INDEX SCHILDERS
HOME
SPECIAAL

 BRABANTS

AUTEURS
 TEKSTEN
INTERVIEWS

Ed Schilders

Kirk Douglas in Tilburg

 

De film duurde meer dan drie uur en daarom meldde de bioscoopadvertentie in Het Nieuwsblad van het Zuiden: 'Alle rangen met vijftig cent verhoogd'. De Volkskrant had deze film 'het beste in zijn genre' genoemd, en Het Vrije Volk sprak van 'overweldigend en grandioos'. Laurence Olivier, Charles Laughton en Peter Ustinov maakten deel uit van een rolbezetting die louter uit sterren bestond, maar Kirk Douglas speelde de titelrol : Spartacus.

Dat was in 1965. Ik was net veertien geworden en kon dus met een gerust geweten naar Spartacus. Tot voor kort had ik moeten liegen over mijn leeftijd, en ik voorzag weliswaar dat me ook in de toekomst gevraagd zou worden hoe oud ik was - ik was nu eenmaal klein van stuk - maar ik zou nu zonder blikken of blozen, misschien zelfs lichtelijk verontwaardigd, kunnen antwoorden: veertien!

Alle leeftijden, veertien jaar, achttien jaar, en geestelijk volwassenen. Dat waren in 1965, en nog lang daarna, de vier categorieën waarin de katholieke filmcensuur de bioscoopbezoeker had ingedeeld. Jongensranch met Roy Rogers was alle leeftijden. Veel liefs uit Moskou was achttien jaar, en Jong en immoreel was voor geestelijk volwassenen.
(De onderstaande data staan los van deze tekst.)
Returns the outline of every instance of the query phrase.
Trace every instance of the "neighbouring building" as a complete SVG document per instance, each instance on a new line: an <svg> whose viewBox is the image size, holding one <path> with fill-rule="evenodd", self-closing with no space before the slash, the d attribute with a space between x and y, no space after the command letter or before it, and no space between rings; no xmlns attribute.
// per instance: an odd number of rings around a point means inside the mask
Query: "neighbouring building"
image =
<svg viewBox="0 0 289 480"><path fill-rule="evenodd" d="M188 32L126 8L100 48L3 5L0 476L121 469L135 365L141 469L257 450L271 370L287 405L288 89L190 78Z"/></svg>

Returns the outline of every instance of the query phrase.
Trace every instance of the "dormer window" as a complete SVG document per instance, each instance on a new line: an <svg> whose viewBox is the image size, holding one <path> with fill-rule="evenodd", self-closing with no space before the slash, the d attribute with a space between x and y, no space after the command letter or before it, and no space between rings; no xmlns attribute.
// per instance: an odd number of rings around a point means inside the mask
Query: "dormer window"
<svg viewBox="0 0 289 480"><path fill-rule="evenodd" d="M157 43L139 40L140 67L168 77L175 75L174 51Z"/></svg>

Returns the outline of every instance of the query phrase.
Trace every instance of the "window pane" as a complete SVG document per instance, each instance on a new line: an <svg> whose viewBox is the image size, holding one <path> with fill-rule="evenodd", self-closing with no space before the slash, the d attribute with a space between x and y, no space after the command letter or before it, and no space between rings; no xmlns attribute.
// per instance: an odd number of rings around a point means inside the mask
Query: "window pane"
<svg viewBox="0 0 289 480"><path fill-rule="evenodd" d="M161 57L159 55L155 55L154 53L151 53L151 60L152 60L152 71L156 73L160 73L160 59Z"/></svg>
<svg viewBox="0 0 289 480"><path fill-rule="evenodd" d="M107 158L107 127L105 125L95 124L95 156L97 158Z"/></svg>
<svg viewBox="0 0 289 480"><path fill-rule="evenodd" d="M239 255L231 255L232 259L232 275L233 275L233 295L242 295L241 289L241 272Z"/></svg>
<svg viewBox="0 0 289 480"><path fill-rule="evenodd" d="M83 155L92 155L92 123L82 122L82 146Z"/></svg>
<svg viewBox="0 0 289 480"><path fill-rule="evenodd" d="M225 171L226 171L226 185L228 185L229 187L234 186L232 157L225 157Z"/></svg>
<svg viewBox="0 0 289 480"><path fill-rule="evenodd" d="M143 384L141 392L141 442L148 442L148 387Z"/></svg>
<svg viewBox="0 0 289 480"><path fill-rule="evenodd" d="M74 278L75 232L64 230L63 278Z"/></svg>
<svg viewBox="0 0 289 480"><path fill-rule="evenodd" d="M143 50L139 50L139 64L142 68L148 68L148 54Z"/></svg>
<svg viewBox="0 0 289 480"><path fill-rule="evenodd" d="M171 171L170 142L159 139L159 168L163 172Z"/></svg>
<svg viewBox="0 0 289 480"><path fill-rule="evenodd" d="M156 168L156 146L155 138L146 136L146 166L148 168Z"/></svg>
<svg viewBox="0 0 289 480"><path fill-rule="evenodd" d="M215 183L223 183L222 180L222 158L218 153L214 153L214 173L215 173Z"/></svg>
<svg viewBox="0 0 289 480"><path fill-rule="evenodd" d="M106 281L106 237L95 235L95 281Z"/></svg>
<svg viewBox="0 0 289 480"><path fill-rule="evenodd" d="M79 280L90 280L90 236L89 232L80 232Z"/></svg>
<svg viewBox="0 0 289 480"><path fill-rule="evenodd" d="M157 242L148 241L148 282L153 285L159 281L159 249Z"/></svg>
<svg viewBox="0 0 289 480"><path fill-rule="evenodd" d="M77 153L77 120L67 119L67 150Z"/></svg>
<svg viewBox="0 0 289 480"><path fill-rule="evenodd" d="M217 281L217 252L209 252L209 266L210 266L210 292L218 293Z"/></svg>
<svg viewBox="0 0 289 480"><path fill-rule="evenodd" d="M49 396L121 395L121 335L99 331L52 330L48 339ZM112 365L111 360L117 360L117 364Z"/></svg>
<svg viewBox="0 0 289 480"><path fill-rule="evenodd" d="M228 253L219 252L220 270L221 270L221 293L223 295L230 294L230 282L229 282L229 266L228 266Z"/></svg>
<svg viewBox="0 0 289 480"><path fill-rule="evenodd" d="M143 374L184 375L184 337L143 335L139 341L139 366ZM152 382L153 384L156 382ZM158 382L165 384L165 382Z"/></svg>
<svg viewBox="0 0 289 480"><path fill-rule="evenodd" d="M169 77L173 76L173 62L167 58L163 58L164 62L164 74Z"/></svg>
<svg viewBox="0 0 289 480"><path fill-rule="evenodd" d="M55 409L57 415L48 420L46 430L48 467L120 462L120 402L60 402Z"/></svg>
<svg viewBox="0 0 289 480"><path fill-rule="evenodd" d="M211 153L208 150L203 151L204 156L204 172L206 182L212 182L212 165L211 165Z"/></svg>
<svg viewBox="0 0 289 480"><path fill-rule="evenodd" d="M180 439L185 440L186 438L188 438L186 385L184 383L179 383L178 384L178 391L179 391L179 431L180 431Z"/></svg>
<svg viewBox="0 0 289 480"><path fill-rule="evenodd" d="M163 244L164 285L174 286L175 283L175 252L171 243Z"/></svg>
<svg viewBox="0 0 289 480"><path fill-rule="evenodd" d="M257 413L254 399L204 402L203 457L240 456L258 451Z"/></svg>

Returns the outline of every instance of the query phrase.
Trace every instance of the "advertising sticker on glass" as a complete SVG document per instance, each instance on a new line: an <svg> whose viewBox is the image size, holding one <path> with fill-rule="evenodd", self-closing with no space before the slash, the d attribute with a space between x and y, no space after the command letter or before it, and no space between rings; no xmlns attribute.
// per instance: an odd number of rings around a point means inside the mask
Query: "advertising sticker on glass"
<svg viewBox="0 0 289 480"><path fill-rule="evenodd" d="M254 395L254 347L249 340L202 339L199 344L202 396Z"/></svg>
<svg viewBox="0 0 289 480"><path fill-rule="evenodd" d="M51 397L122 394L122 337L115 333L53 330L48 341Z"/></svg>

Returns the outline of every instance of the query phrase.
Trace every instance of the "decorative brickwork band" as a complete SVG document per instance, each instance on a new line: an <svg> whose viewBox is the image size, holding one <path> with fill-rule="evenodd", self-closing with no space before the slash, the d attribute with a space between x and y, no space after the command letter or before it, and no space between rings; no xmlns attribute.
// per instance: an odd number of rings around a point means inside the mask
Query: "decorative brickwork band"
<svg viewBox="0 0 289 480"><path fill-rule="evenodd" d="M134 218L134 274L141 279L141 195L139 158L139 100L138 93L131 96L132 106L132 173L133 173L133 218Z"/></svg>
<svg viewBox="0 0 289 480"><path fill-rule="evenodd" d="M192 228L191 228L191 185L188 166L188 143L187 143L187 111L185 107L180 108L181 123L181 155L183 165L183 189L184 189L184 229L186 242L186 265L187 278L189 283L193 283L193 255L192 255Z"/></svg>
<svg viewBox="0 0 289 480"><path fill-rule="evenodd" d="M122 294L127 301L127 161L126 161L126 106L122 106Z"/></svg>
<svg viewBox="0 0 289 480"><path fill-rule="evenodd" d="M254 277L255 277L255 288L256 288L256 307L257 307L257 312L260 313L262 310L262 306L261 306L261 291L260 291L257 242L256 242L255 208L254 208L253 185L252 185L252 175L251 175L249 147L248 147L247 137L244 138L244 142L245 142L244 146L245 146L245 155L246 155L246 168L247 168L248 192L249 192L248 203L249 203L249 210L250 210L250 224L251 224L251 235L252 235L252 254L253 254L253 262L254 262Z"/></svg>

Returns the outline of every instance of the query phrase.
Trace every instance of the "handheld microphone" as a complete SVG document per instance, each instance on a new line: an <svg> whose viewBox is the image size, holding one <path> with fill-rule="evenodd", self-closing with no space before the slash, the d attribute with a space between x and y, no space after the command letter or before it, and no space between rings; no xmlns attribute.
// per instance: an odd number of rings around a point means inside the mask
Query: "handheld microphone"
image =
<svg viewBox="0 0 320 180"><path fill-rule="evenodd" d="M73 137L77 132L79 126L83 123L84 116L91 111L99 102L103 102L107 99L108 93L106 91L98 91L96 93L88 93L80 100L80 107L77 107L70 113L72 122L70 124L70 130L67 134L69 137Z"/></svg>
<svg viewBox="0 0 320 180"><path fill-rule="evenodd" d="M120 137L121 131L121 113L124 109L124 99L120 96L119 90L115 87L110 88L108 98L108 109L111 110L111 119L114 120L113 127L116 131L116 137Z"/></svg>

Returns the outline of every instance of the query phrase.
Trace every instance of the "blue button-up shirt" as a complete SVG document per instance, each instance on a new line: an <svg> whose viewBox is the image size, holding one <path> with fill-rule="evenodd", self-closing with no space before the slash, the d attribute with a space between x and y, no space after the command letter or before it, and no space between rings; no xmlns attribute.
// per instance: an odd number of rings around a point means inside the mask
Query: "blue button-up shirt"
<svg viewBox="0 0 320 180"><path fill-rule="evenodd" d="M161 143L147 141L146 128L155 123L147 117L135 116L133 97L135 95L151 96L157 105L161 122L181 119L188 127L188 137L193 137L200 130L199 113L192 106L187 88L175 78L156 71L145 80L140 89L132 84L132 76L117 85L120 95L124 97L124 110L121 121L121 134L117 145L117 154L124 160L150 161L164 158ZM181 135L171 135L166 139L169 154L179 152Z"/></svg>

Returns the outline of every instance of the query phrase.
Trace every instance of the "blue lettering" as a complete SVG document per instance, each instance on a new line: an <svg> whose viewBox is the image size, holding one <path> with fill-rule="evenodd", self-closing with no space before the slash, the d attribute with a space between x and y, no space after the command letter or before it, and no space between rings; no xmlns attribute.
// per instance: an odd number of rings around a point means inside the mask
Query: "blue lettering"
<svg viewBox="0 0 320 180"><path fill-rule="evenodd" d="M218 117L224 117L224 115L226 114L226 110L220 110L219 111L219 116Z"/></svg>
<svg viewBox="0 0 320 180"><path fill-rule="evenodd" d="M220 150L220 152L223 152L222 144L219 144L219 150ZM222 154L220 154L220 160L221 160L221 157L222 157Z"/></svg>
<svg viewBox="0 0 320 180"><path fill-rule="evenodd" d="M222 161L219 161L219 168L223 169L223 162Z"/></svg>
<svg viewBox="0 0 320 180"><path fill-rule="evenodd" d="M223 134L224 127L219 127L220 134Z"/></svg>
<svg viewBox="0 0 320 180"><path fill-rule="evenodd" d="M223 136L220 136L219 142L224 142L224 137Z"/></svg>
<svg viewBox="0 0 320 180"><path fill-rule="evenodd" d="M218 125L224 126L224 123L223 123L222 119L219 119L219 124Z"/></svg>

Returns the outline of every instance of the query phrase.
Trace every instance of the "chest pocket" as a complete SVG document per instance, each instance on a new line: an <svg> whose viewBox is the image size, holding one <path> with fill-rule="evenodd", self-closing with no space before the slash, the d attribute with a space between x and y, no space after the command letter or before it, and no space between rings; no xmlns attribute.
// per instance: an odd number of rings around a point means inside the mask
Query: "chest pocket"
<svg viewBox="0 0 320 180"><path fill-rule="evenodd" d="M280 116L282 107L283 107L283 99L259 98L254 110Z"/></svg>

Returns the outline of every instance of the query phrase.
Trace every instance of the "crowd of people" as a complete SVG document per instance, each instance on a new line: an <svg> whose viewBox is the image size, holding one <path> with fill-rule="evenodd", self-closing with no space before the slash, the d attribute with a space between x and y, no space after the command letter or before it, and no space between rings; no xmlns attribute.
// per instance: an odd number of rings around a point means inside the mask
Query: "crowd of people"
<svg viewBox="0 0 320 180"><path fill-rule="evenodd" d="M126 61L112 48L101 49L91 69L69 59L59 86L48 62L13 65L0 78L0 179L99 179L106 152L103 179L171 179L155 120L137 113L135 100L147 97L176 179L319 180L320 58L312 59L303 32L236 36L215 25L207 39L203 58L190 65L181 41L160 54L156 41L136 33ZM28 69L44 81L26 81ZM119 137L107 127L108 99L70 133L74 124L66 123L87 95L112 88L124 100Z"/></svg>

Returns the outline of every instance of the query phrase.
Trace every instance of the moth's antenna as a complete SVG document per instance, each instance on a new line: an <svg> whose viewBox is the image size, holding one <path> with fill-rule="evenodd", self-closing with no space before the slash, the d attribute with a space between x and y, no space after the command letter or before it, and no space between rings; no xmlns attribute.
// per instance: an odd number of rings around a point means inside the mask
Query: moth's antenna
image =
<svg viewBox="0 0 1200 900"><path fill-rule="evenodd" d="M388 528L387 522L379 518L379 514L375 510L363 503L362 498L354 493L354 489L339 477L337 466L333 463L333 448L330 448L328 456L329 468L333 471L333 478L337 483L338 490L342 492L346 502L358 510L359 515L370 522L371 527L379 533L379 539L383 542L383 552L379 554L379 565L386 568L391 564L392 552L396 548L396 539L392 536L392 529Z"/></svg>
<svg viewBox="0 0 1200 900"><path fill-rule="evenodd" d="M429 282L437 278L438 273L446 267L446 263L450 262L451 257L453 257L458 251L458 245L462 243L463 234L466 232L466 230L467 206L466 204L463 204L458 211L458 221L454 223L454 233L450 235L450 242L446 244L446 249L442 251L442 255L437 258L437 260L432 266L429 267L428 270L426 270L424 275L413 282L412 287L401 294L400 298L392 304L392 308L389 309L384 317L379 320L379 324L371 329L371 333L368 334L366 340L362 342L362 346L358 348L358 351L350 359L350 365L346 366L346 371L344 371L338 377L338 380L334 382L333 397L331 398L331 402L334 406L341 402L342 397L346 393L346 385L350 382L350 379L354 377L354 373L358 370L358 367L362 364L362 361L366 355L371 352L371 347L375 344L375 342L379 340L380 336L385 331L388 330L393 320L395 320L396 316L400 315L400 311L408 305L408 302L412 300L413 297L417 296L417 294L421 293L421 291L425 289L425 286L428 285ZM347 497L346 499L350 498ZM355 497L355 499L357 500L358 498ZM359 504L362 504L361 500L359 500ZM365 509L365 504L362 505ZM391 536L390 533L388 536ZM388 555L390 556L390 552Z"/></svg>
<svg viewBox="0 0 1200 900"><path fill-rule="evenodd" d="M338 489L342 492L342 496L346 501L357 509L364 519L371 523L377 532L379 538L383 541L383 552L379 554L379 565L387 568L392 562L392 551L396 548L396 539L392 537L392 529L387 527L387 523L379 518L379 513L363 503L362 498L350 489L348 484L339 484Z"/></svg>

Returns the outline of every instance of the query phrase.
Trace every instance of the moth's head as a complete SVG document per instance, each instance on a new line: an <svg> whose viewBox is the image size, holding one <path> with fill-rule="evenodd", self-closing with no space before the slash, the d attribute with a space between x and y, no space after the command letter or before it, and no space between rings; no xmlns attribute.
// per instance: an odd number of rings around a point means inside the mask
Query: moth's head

Spektakelfilms, zoals dat toen heette, als Bridge over the River Kwai, 55 Dagen in Peking, en Barabbas, waren 'voor boven de veertien', al zal de kijker tegenwoordig moeite hebben vast te stellen waarom dat nu precies was. In Bridge over the River Kwai doet geloof ik niet eens een vrouw mee.

Wat Spartacus betreft, weet ik precies hoe de katholieke keuring aan de norm 'veertien jaar' gekomen is: Jean Simmons. Spartacus, de opstandige slavenleider die Rome bedreigt, zit in een cel. Wie komt hem daar met enige regelmaat water en brood brengen? Jean Simmons!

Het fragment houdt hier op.